Но в том-то и дело, что для Фрейда сновидение представляет нечто совершенно иное. Тот самый уровень желательности сновидения как желательности самой темы сновидения, жгучий интерес к сновидению, к его сакральному смыслу, к всему тому, что в сновидении открывается в противоположность дневному здравому смыслу Фрейда не волнует совершенно. Вопреки этому, Фрейд сразу же берет сновидение не просто на уровне того желания, которое в сновидении субъект сам перед собой разыгрывает — он берет сновидение на уровне речи. И для него важно то, что субъект сам на этот счет рассказывает. Сон нельзя «увидеть», перед нами речь — вот абсолютно современная инновация Фрейда, который в лучшем структуралистском духе совершенно убежден, что утверждение, будто ты видишь то, чего все равно нельзя никому показать — нонсенс.

И именно тогда, когда субъект пытается Фрейду предъявить наиболее важную компоненту сновидения, когда он говорит: это был самый яркий момент, я до сих пор это вижу, это в сновидении самое главное – Фрейд на это нимало не ведется. Для него важно все, что субъект о сновидении скажет и еще более то, что не скажет. И наименее важно для Фрейда то, что субъект сам в сновидении решит подчеркнуть.

Получается, что и вправду перед нами, в случае Фрейда, что-то совершенно особенное. Именно так, кстати, и нужно толковать произошедший разрыв с Юнгом. Не в том дело, что Фрейд в определенный момент, как некоторые предполагают, воспылал к сопернику черной завистью. Да и, на самом деле, когда мы разберемся в Фрейде подробнее, мы поймем, что питать зависть ему не было нужды. Фрейд порывает с Юнгом потому, что понимает — на том пути, который он открыл, на этом странном теоретическом пути за ним последовать не может никто, поэтому о неверных последователях нечего и сожалеть.

И здесь поэтому я задаюсь вместе с вами следующим вопросом: а как вообще Фрейд узнал, что на уровне желания, желания субъекта, субъекта говорящего, можно мыслить? Как ему вообще открылась эта сторона вопроса? Многие, даже всерьез и с неплохим пониманием штудируя Лакана, осознают в итоге, что вот эта вещь для них отнюдь не ясна.
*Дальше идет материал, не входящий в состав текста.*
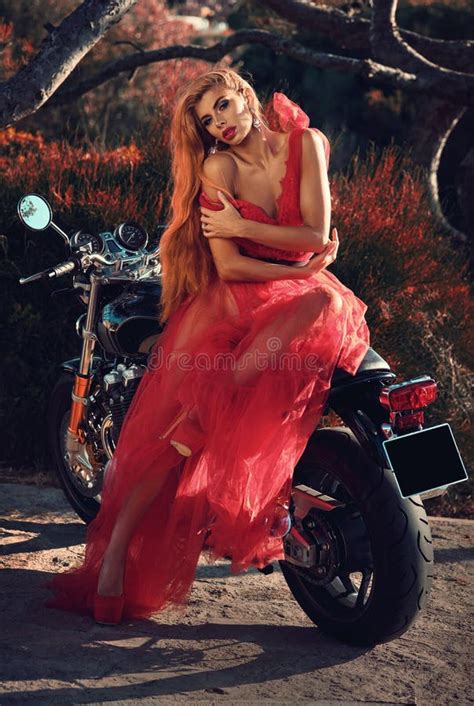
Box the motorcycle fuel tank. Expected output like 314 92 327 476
97 279 165 357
В связи с этим я хочу отослать вас к одному литературному произведению, которое в этом отношении представляется мне репрезентативным и существенным. Это произведение под названием “Утраченные иллюзии”, и автором его является Оноре де Бальзак.

Ситуация в этом романе складывается следующим, действительно очень символичным с точки зрения заданного вопроса образом. Молодой человек, этакий самородок, самолюбивый самоучка с большими планами, приезжает из глухой провинции в Париж. Ему помогает, как это водится, уже довольно перезрелая дама. И он видит, попадая не без ее помощи в высший свет – а это и есть предел его жалких честолюбивых мечтаний, – что в этом высшем парижском высшем свете все, буквально все, кишит желаниями. Это молодому человеку открывается сразу, не такой он дурачок, да и трудно было бы даже при всем его провинциальном идеализме это не заметить. Желание сквозит во всем. Итак, Люсьен все понимает. Он не понимает только одного – а как он это понял? Каким органом, чувством, если угодно, он эту игру желаний считывает?
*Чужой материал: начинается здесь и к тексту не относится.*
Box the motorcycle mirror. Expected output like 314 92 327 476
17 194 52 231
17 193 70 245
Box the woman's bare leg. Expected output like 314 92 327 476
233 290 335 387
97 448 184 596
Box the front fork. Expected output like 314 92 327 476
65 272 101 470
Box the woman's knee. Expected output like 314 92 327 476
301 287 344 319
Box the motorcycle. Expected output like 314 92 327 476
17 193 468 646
Как оказывается, что, едва успев порог салона переступить, он уже оказывается в центре разнообразных интриг и тут же видит самые для себя печальные их последствия?
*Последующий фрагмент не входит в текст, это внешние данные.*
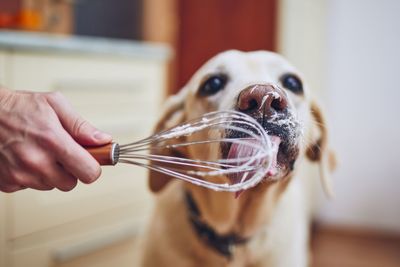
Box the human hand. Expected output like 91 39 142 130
0 88 112 192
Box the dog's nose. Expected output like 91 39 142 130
237 84 288 116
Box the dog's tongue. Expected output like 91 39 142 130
227 136 281 198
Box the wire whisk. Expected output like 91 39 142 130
85 111 273 192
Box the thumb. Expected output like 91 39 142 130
68 117 112 146
46 92 112 146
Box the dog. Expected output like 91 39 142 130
137 50 335 267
Именно это, как я скажу в дальнейшем, Люсьена и губит, а вовсе не то, что в его истории разглядела тогдашняя депрессивная молодежь — торжество жестокого и искушенного мира над честолюбивым мечтателем, пожелавшим получить себе шесток не по чину.

И точно по такой же схеме – сразу хочу подсказать – движется и мысль самого Фрейда, как раннего, так и позднего, умудренного. Я уже говорил на прошлой встрече, что на уровне высказывания — высказывания самого Фрейда, мысль Фрейда, сама ее публичная эволюция от уровня ее работы как функции, совершенно неотделима. Фрейд говорит с публикой о неких эффектах — о «вытеснении», о «переносе» — и тут же в адрес себя и своего учения эти эффекты вызывает. Это, кстати, его совершенно не удивляет — так, видите ли, с его точки зрения и должно быть.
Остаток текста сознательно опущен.